Sultan Üçüncü Mehmed, on üçüncü Osmanlı hükümdarıdır. 1595 de babasının öiümü üzerine Manisa valisi iken Padişah olmuş, 19 erkek kardeşini boğdurmuş, 24 tane kız kardeşini de Eski Saraya hapsettirmiş ve babasından hamile olan 10 tane kadını öldürtmüştür.
Haçova Muharebesi sırasında, Osmanlı Ordusu mağlup olmak üzere iken, kaçmağa hazırlanan Üçüncü Mehmed, hocası Sadettin Efendinin atının başını tutması ve etraftakilerin Israrları üzerine savaş meydanında kalmış nihayet düşman ordusu içinde yağmacılarla, başı bozukların birbirine düşmeleri üzerine OSMANLI ORDUSU galip gelince, haksız olarak «EĞRİ FATİHİ» diye meşhur olmuştur.
Mehmed III. «Adlî» mahlâsile önemsiz şiirier yazmıştır.
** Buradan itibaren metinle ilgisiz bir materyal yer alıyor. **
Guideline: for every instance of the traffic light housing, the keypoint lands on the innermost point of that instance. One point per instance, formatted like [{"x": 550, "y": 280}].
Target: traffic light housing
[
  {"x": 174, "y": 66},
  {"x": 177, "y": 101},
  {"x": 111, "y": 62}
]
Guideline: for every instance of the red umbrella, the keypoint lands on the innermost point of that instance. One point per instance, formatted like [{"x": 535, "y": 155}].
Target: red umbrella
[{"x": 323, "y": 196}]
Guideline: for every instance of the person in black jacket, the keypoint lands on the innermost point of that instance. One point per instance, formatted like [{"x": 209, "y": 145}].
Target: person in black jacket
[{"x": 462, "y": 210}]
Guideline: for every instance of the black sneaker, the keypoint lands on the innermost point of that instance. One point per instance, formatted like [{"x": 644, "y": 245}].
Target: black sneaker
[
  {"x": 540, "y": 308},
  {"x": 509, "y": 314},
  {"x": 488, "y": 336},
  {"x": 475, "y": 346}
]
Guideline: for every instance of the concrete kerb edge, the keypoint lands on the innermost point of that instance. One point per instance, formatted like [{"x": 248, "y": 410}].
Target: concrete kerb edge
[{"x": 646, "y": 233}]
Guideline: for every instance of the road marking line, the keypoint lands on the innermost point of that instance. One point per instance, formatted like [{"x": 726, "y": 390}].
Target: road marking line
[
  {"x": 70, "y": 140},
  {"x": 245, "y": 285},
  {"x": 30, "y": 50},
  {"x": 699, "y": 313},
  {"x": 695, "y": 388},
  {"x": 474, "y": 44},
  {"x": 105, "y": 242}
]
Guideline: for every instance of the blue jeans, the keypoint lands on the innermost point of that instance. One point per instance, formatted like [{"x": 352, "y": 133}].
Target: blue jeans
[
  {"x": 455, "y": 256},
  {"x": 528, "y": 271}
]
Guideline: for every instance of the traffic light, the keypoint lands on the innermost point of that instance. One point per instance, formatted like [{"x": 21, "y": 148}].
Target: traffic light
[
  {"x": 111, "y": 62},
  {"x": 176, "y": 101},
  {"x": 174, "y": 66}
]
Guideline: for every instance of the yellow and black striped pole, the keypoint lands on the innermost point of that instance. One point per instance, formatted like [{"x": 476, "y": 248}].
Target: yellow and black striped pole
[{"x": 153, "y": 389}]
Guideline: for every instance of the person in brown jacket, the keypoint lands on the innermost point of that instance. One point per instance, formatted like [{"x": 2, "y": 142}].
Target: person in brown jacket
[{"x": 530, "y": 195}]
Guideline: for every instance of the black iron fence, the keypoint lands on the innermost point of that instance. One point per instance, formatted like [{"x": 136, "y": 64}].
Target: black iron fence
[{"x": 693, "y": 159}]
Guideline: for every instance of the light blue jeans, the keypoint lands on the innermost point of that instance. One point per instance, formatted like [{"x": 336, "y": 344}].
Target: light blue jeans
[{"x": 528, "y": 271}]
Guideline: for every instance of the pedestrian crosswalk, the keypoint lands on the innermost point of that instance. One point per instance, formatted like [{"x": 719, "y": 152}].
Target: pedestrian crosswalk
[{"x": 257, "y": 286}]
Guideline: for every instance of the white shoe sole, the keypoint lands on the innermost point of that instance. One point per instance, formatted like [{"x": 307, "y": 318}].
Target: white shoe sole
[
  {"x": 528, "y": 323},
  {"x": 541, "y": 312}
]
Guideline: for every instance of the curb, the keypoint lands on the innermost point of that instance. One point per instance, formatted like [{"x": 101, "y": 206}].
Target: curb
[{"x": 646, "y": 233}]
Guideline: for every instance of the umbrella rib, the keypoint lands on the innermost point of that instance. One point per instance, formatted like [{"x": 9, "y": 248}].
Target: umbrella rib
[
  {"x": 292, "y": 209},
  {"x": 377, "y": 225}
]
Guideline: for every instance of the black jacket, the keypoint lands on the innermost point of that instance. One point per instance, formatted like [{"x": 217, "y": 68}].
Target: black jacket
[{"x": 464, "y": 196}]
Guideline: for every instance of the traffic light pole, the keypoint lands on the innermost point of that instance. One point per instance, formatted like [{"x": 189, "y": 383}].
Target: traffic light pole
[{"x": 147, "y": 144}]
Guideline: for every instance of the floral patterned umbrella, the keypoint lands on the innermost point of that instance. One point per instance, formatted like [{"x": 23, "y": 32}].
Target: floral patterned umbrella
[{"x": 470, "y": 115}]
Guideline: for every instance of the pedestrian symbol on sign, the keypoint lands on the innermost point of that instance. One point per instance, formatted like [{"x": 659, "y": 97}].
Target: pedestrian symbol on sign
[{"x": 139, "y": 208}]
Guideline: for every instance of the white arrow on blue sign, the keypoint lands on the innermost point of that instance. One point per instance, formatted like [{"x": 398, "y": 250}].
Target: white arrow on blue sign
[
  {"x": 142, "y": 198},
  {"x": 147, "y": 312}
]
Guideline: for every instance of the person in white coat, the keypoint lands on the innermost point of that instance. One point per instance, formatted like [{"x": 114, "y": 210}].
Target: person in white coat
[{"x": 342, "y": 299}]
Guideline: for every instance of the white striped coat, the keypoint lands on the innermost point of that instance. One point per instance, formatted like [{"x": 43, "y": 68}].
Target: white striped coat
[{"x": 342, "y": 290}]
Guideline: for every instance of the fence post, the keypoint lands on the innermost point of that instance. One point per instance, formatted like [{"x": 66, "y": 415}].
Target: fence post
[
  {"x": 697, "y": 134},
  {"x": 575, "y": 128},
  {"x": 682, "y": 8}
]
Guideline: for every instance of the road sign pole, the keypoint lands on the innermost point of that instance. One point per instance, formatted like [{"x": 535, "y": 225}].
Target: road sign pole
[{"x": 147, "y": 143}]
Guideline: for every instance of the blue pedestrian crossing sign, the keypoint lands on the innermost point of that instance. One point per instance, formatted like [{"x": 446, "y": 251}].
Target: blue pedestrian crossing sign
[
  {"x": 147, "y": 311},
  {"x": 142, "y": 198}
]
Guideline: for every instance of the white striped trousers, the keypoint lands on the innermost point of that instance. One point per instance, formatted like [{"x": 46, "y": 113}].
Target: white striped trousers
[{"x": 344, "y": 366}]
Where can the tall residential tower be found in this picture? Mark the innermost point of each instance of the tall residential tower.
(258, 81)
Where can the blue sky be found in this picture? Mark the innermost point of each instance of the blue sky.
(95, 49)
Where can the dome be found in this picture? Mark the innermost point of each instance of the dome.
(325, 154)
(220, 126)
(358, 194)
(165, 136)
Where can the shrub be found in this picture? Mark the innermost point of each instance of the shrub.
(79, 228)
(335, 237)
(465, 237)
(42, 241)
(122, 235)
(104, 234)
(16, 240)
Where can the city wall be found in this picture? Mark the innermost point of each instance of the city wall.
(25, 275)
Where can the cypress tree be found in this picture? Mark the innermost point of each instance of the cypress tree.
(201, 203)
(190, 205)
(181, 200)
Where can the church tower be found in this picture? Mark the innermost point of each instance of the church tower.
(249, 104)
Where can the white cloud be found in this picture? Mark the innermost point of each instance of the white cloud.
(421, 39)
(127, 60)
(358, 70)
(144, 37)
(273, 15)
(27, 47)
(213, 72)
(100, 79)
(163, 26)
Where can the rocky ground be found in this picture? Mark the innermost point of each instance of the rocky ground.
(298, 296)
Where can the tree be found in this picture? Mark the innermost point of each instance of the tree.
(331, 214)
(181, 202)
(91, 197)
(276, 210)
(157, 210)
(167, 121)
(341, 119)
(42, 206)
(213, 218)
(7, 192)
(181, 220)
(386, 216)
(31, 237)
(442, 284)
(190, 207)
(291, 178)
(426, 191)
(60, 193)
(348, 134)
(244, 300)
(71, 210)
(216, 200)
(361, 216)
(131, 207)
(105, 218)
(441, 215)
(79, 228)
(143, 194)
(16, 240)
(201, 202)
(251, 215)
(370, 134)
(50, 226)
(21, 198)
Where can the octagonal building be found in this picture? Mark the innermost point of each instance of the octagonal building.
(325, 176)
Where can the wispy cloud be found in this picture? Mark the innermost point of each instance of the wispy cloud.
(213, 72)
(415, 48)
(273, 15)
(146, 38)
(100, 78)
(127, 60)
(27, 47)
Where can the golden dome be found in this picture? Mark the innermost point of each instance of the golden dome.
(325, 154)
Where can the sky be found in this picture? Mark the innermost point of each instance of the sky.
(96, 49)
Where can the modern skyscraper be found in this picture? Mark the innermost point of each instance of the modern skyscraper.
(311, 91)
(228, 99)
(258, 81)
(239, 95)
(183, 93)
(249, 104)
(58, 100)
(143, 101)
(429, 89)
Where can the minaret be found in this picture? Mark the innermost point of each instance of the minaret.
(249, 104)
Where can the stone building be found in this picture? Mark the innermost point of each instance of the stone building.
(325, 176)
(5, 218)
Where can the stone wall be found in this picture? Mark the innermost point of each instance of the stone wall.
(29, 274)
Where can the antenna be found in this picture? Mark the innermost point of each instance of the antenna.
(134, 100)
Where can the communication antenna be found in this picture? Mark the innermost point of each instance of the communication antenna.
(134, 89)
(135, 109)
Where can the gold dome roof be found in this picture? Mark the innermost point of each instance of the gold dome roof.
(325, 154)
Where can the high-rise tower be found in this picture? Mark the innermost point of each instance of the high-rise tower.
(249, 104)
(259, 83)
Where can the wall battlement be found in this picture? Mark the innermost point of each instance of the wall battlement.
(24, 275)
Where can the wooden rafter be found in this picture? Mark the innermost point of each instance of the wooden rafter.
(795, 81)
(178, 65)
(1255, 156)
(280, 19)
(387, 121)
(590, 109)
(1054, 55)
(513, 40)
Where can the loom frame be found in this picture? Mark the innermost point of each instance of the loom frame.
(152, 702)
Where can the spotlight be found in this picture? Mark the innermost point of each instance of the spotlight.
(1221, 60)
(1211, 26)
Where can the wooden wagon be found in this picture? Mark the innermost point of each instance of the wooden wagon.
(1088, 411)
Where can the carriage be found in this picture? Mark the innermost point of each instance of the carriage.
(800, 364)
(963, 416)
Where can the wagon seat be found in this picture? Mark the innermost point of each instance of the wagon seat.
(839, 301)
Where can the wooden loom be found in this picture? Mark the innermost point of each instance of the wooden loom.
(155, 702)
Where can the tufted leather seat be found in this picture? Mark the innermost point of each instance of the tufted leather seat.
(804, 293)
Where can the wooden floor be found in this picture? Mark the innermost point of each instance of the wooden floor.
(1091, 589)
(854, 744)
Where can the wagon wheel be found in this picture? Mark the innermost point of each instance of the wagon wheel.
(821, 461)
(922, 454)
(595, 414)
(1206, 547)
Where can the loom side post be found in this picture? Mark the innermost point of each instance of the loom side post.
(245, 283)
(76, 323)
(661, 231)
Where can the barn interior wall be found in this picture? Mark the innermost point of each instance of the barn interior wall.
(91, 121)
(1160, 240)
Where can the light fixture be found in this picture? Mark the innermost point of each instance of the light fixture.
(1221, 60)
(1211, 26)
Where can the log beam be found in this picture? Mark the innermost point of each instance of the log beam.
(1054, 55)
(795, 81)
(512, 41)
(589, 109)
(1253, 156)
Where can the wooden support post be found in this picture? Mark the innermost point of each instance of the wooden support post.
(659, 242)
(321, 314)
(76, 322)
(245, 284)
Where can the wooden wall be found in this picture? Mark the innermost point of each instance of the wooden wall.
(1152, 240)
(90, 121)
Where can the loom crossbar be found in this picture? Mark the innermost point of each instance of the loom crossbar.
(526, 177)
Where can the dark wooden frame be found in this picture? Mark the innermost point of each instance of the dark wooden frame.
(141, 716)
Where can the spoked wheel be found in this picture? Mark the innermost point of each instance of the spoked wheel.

Saltanatı Osmanlı İmparatorluğunun gerilemeğe yüz tuttuğu devirlere rastlar. Zamanımızdaki başlıca tarihî olaylar şunlardır:
Bükreş zapdedilmiş, Haçova Muharebesi sonunda Eğri Kalesi ele geçmiş, Kanije alınmış, İran'a karşı neticesiz savaşlar yapılmış ve Tebriz kaybedilmiştir. Tiryaki Haşan Paşa'nın Meşhur Kanije Savunması ve Celâli isyanlarının başlaması da onun zamanındadır. Üçüncü Mehmed, esaslı bir şahsiyeti ve hiçbir müsbet özelliği olmayan zayıf, manasız bir tiptir.